Точно одноплеменные птицы, мы летим с ним в одном направлении и беспомощны, словно спеленатые. Шевельни кто-то ручкой, надави на педаль, заскользи на вираж – и второй тотчас вскроет его, как консервную банку, простейшим и привычнейшим телодвижением. Оба зажили в новом, смешном, уязвимом для боли и смерти обличье, беззащитные перед ударом откуда угодно. Объявись сейчас рядом его кумачовый собрат или кто-то из моих Rottenhunde – расстреляют кого-то из нас, словно плот на реке. Или русский таран, а вернее, короткое мерзкое трение крыльями и фюзеляжами в первобытном усилии высечь машиной двадцатого века из такой же машины огонь. Невыносимое железное стаккато, кинематограф молний и темнот – и целлулоидная пленка жизни лопнет, вздумай он бросить «Як» на меня, а не от… Ну а если его пулеметы пусты? Может быть, я вообще повредил ему тяги рулей. Нет, внедриться в чужую башку, существо невозможно. В чью угодно, но только не в эту. Смех не выплескивается из меня, словно вода из перевернутой бутылки – только в силу того, что она переполнена. И еще через миг, позабыв о своей и его совершенной беспомощности, про любые ходы королей на соседние клетки, я как будто не собственной силою делаю то, что действительно сделать хочу, одновременно самое дикое и наиболее близкое к человеческой сути. А верней, только тут сознаю, что давно повернул близорукую голову влево и смотрю сквозь стекло на него – так же пристально и неотрывно, так же недоуменно и всепонимающе, как и он на меня.
Лобовое его остекление густо зашлепано грязью. Эти «Яки» страдают хроническим недержанием масла, и оно расплескалось и по обращенной ко мне боковине его фонаря. Но я вижу сквозь эти косые потеки лицо – обманчиво спокойное, блестящее от пота, как майолика, молодое лицо измочаленного человека. Стариков в небе нет. Обожженное в горне лицо с примечательным выпуклым лбом, крупным носом и плитами скул, хоть могло быть любым: детски круглым и жалко податливым, несуразным, со стесанной челюстью и обиженно сжатой куриною задницей вместо твердогубого рта – не имеет значения. Помесь ужаса с гневом в зрачке – так глядят угодившие в путы, плененные хищные птицы, так глядят, когда больше не могут ударить.

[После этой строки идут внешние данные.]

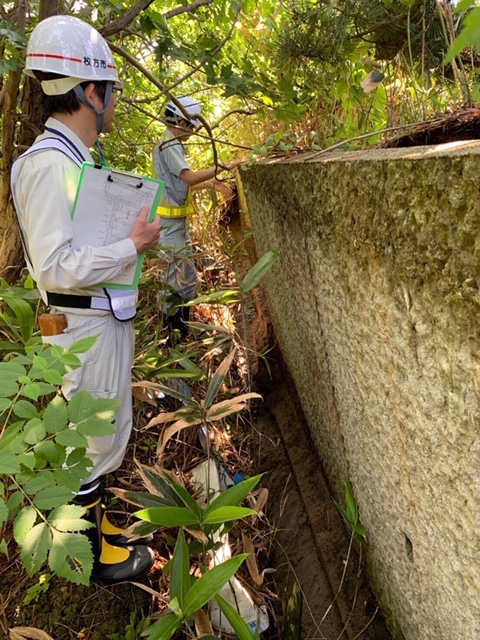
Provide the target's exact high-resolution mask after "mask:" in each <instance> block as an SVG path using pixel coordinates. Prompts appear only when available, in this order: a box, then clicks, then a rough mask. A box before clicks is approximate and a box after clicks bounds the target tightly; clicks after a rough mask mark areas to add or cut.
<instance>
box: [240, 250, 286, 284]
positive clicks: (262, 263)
mask: <svg viewBox="0 0 480 640" xmlns="http://www.w3.org/2000/svg"><path fill="white" fill-rule="evenodd" d="M278 255H279V252H278V251H268V252H267V253H265V254H264V255H263V256H262V257H261V258H260V260H259V261H258V262H257V263H256V264H255V265H254V266H253V267H252V268H251V269H250V271H249V272H248V273H247V275H246V276H245V277H244V279H243V280H242V282H241V283H240V291H241V293H242V294H244V293H247V291H250V289H253V287H255V286H256V285H257V284H258V283H259V282H260V280H261V279H262V278H263V276H264V275H265V274H266V273H267V272H268V271H269V270H270V269H271V268H272V265H273V263H274V262H275V260H276V259H277V258H278Z"/></svg>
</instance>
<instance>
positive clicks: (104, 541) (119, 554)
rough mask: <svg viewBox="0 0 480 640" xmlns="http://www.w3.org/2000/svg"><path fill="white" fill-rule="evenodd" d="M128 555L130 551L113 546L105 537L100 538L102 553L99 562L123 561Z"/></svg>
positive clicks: (129, 555) (109, 563)
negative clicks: (99, 561) (109, 542)
mask: <svg viewBox="0 0 480 640" xmlns="http://www.w3.org/2000/svg"><path fill="white" fill-rule="evenodd" d="M129 557H130V551H129V550H128V549H127V548H125V547H114V546H113V545H111V544H109V543H108V542H107V541H106V540H105V538H102V553H101V554H100V562H101V563H102V564H119V563H120V562H125V560H128V558H129Z"/></svg>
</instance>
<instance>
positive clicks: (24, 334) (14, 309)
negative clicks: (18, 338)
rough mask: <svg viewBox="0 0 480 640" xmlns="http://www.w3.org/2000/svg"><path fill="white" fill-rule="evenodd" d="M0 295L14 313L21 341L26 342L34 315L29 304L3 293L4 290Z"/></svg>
mask: <svg viewBox="0 0 480 640" xmlns="http://www.w3.org/2000/svg"><path fill="white" fill-rule="evenodd" d="M2 297H3V299H4V300H5V302H6V303H7V305H8V306H9V307H10V309H11V310H12V311H13V313H14V315H15V318H16V320H17V322H18V325H19V328H20V333H21V336H22V340H23V342H28V340H30V338H31V337H32V334H33V330H34V325H35V315H34V312H33V309H32V307H31V305H30V304H29V303H28V302H26V301H25V300H22V299H21V298H19V297H17V296H12V297H10V296H8V295H5V292H2Z"/></svg>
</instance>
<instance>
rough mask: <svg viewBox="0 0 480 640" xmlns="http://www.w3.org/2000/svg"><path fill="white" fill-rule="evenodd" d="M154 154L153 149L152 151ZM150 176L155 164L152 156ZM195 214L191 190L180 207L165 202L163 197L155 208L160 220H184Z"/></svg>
mask: <svg viewBox="0 0 480 640" xmlns="http://www.w3.org/2000/svg"><path fill="white" fill-rule="evenodd" d="M153 153H155V149H154V150H153ZM152 176H153V177H154V178H156V175H155V162H154V159H153V154H152ZM192 213H195V207H194V205H193V197H192V191H191V189H189V190H188V195H187V201H186V203H185V204H184V205H182V206H181V207H180V206H178V205H175V204H171V203H170V202H167V201H166V200H165V199H164V198H163V197H162V198H161V199H160V205H159V206H158V208H157V216H162V218H186V217H187V216H189V215H191V214H192Z"/></svg>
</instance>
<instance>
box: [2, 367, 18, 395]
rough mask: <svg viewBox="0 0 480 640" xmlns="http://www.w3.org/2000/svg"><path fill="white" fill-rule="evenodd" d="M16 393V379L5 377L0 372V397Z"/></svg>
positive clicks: (16, 384)
mask: <svg viewBox="0 0 480 640" xmlns="http://www.w3.org/2000/svg"><path fill="white" fill-rule="evenodd" d="M12 377H13V376H12ZM17 393H18V384H17V381H16V379H15V380H11V379H6V378H5V376H2V375H1V372H0V398H10V397H11V396H15V395H16V394H17Z"/></svg>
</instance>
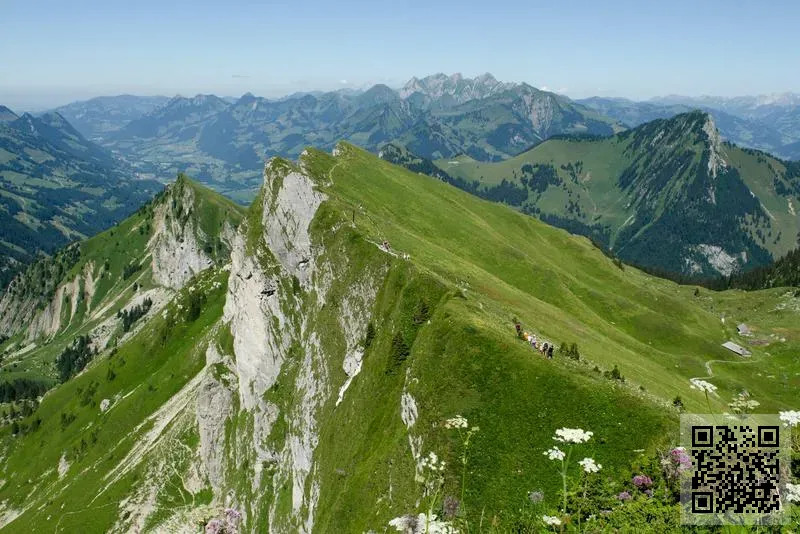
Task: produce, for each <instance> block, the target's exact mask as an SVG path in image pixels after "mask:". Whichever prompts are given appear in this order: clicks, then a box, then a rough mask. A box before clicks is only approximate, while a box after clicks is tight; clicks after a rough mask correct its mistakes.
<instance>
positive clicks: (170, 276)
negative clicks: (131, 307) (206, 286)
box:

Как понять смысл взгляда сквозь двойное стекло фонарей и потеки машинного масла? Но я чую буравящий натиск, непрерывное, долгое стержневое усилие вынуть мой мозг, целиком заместить своей волей, и мне кажется, он не сейчас посмотрел на меня, а искал меня мысленным взглядом все время. С первой той нашей встречи под Красным Лиманом. Я не вижу в глазах его ненависти – справедливой беспримесной ненависти к представителю вида, народа, который убивает всех русских, – он глядит на меня с застарелым омерзением к себе и стыдом за свою нищету. И, наверное, все же с огромным, безотчетным влечением сильного к сильному.
Никогда мы не скажем друг другу ни слова. Я хочу показать большой палец, этим универсальным жестом глухонемых не сказав и толики того, что хочу передать: ты один мог меня так измучить нашей сверхскоростной безысходной Протеевой каторгой, ты один мог так долго оставаться живым у меня перед носом и даже заставлять меня жить там, где я не хочу. Я хочу показать большой палец, но руки остаются приваренными к рычагам.
Мы магнитим друг друга, но стрекочет в башке вечный секундомер, кто-то из пассажиров, сидящих во мне, молотком лупит в стенку: «Эй ты там, мы хотим быть живыми!» – и, вздрогнув от набата внутри, подчиненно бросаю взгляд на красную лампочку: ну, конечно, бензина – только на возвращение домой. А если он решил меня не отпускать? Но мне кажется, что он не вывернет руль на взаимный разнос – не из страха, а лишь из инстинкта красоты боевого полета. Убивать меня так он не станет, веря в то, что способен убить красотой. Есть еще беспредельное кровно-дрожащее «жить!» – в каждом, в каждом… а в нем? Невозможно вселиться в чужую башку. В чью угодно, но только не в эту.